Model Selection and Bias/Variance¶

Q: If model is underperforming, what to do? Options:

more complicated model
less complicated model
more training samples
more features per sample

b-v-tradeoff

L: Needs more complexity. Data is intrinsically more complicated. Not enough model flexibility to account for all features.

$R^2$ relatively unchanged, High-Bias: performance of test set is similar to train set.

R: Plenty of flexibility for fine features, and accurately describes training data, but ignores underlying process that may have generated the data. So much flexibility in the model that it accounts for trend in data and random errors.

$R^2$ massively different, High-Variance: performance of test set is far worse than train set.

validation-curve

The training score is everywhere higher than the validation score.

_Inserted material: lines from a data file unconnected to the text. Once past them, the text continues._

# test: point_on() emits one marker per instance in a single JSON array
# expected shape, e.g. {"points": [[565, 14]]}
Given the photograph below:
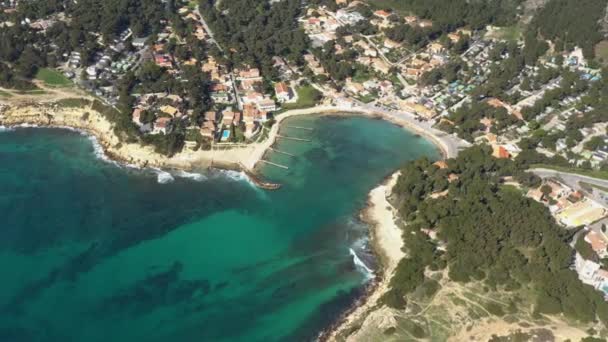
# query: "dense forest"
{"points": [[491, 234], [449, 15], [571, 23], [24, 50], [253, 31]]}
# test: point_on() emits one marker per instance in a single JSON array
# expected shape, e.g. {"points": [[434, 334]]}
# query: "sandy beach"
{"points": [[386, 236], [387, 242]]}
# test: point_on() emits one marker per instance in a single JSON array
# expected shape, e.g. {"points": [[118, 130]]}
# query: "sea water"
{"points": [[91, 251]]}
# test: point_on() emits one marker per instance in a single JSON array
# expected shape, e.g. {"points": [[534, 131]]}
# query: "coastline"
{"points": [[239, 157], [385, 235], [387, 243]]}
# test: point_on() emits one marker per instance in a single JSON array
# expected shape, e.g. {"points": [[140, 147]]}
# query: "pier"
{"points": [[292, 138], [282, 152], [258, 181], [274, 164], [299, 127]]}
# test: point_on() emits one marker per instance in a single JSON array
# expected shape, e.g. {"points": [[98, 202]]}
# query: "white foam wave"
{"points": [[234, 175], [367, 272], [27, 126], [163, 177], [191, 175]]}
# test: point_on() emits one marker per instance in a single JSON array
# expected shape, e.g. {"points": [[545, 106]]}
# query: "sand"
{"points": [[387, 241]]}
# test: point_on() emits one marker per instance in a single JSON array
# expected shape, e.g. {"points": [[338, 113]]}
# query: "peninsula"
{"points": [[503, 238]]}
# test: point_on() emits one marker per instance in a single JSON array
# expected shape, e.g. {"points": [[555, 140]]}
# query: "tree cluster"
{"points": [[491, 234]]}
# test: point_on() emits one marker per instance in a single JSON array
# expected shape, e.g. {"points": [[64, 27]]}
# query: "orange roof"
{"points": [[452, 177], [382, 13], [441, 164], [597, 242], [501, 152], [281, 87]]}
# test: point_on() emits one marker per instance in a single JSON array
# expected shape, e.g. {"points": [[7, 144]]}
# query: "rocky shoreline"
{"points": [[375, 214]]}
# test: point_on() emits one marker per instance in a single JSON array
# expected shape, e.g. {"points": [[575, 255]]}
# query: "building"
{"points": [[382, 14], [598, 243], [581, 213], [162, 125], [267, 105], [283, 92], [253, 73]]}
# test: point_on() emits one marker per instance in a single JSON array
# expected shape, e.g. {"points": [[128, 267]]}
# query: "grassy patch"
{"points": [[589, 186], [589, 173], [601, 52], [308, 96], [395, 5], [508, 33], [32, 92], [73, 103], [53, 78]]}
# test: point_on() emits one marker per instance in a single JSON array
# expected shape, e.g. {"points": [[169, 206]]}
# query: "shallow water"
{"points": [[95, 252]]}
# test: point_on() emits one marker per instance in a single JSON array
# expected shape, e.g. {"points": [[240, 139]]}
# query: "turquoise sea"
{"points": [[90, 251]]}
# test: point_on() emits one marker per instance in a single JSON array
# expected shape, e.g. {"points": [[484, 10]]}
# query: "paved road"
{"points": [[573, 180], [209, 32]]}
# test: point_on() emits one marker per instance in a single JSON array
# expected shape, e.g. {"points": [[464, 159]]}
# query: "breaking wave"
{"points": [[191, 175], [361, 266], [163, 177]]}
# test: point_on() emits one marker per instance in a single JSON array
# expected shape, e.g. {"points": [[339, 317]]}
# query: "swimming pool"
{"points": [[225, 135]]}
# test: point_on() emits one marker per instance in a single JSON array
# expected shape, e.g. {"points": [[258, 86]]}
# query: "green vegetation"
{"points": [[73, 103], [601, 52], [590, 186], [308, 96], [571, 23], [467, 119], [585, 249], [601, 174], [52, 78], [449, 15], [507, 241], [252, 37], [511, 33]]}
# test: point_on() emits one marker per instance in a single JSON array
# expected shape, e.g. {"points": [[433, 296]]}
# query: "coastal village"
{"points": [[466, 86]]}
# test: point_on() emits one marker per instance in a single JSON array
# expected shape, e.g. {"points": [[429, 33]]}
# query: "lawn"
{"points": [[601, 52], [308, 96], [589, 186], [395, 5], [589, 173], [508, 33], [53, 78], [73, 103]]}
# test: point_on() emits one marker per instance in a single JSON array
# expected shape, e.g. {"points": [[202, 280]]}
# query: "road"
{"points": [[207, 29], [573, 180]]}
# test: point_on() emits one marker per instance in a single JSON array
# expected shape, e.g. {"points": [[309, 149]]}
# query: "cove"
{"points": [[95, 252]]}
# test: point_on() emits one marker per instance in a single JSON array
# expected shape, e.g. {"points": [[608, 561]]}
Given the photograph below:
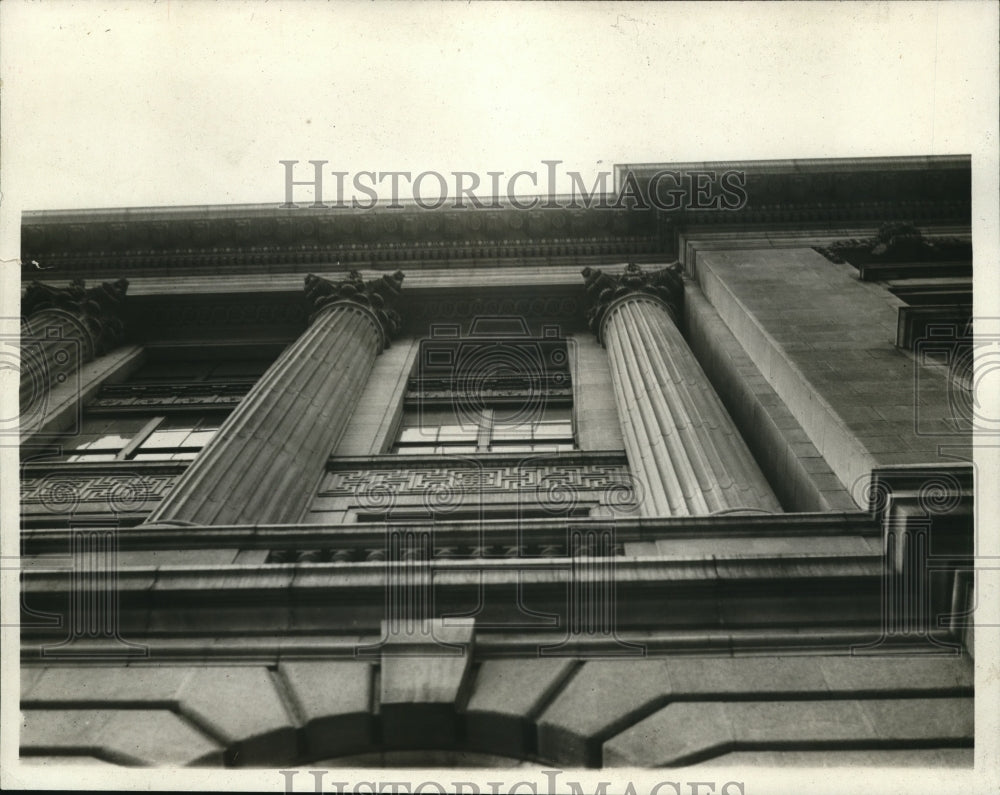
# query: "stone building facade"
{"points": [[565, 486]]}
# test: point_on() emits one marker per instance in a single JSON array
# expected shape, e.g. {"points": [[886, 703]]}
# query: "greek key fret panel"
{"points": [[114, 492], [516, 477]]}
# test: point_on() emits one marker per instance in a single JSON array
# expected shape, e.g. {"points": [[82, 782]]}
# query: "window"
{"points": [[142, 437], [488, 394], [549, 429], [168, 409]]}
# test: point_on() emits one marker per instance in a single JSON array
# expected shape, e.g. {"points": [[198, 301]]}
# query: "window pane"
{"points": [[199, 438], [167, 438], [449, 433], [557, 414], [410, 435], [559, 429], [513, 431], [91, 457], [511, 448]]}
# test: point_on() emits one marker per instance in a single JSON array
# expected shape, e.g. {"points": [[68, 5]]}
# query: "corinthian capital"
{"points": [[604, 289], [100, 309], [379, 295]]}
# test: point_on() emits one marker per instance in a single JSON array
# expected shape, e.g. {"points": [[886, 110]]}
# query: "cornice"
{"points": [[604, 290], [259, 237], [100, 309]]}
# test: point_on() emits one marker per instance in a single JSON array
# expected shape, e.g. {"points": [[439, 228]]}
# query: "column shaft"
{"points": [[263, 464], [680, 441]]}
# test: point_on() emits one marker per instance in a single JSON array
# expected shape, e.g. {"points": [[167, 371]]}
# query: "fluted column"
{"points": [[681, 443], [64, 328], [264, 463]]}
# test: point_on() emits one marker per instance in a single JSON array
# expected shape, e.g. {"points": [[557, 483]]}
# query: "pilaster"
{"points": [[680, 441], [64, 328], [265, 461]]}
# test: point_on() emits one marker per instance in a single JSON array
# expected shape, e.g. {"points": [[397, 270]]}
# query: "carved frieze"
{"points": [[604, 289], [379, 295], [99, 308]]}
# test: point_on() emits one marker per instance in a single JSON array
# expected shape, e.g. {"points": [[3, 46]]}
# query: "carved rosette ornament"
{"points": [[99, 309], [378, 295], [604, 290], [681, 444]]}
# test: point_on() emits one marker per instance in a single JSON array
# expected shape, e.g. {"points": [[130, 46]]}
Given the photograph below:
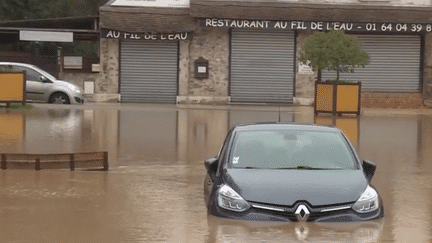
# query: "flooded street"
{"points": [[153, 191]]}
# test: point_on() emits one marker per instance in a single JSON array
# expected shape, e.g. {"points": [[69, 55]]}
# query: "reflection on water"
{"points": [[154, 189], [223, 230]]}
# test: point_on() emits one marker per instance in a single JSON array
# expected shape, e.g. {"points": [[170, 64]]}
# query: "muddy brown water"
{"points": [[153, 191]]}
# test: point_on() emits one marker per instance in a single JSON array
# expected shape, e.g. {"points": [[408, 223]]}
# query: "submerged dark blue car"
{"points": [[290, 172]]}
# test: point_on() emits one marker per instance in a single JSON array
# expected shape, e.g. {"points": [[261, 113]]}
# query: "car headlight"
{"points": [[231, 200], [367, 202]]}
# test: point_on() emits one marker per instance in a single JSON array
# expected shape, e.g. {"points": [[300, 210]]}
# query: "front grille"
{"points": [[79, 100], [316, 212]]}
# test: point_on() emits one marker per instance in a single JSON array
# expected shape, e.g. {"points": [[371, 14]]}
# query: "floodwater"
{"points": [[153, 191]]}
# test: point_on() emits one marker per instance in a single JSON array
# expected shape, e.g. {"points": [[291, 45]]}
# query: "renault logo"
{"points": [[302, 213]]}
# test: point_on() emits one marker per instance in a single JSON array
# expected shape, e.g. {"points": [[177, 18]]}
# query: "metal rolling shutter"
{"points": [[148, 71], [262, 66], [394, 64]]}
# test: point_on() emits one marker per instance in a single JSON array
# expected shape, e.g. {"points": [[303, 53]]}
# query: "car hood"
{"points": [[285, 187], [66, 85]]}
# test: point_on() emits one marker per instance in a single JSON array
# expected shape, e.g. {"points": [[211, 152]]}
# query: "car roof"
{"points": [[17, 63], [285, 126]]}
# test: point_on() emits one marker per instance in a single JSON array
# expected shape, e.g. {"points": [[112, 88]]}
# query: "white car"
{"points": [[43, 87]]}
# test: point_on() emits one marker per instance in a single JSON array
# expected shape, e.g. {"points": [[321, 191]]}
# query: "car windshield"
{"points": [[291, 150]]}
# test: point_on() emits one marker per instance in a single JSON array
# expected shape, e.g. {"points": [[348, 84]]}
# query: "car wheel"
{"points": [[59, 98]]}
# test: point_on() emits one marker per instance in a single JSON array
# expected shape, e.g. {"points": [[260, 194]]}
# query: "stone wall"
{"points": [[304, 83], [392, 100], [427, 70], [106, 88], [212, 45]]}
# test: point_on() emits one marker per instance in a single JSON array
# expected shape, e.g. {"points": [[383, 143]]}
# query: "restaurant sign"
{"points": [[152, 3], [316, 25], [123, 35]]}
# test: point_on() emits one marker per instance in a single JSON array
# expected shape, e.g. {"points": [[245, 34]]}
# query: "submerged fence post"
{"points": [[72, 162], [37, 164], [3, 162], [105, 161]]}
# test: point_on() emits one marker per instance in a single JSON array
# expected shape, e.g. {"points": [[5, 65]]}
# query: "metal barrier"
{"points": [[86, 160]]}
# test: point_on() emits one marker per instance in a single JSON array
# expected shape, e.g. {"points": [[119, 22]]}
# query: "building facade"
{"points": [[220, 52]]}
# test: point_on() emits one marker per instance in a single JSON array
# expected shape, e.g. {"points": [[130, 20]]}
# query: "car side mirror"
{"points": [[369, 168], [44, 79], [211, 164]]}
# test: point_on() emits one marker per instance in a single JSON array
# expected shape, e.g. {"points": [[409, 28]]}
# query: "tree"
{"points": [[334, 51]]}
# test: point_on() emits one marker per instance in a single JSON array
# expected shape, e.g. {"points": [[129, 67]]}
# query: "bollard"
{"points": [[37, 164], [3, 162], [72, 162], [105, 161]]}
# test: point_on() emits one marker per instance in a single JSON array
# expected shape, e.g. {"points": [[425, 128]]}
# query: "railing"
{"points": [[95, 160]]}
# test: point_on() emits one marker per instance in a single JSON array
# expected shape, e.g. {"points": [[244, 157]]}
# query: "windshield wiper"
{"points": [[303, 167], [251, 167], [300, 167]]}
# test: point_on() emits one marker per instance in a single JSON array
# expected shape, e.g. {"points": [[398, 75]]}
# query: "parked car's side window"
{"points": [[30, 73], [5, 68]]}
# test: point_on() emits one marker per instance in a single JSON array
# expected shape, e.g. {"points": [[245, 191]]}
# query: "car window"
{"points": [[30, 73], [290, 149], [5, 68]]}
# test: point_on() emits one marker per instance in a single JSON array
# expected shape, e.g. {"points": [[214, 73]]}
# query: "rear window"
{"points": [[290, 149]]}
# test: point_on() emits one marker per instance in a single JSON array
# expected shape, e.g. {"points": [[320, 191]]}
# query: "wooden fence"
{"points": [[90, 160]]}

This is generally the case: the model will be a better fit to data it has seen than to data it has not seen.
For very low model complexity (a high-bias model), the training data is under-fit, which means that the model is a poor predictor both for the training data and for any previously unseen data.
For very high model complexity (a high-variance model), the training data is over-fit, which means that the model predicts the training data very well, but fails for any previously unseen data.
For some intermediate value, the validation curve has a maximum. This level of complexity indicates a suitable trade-off between bias and variance.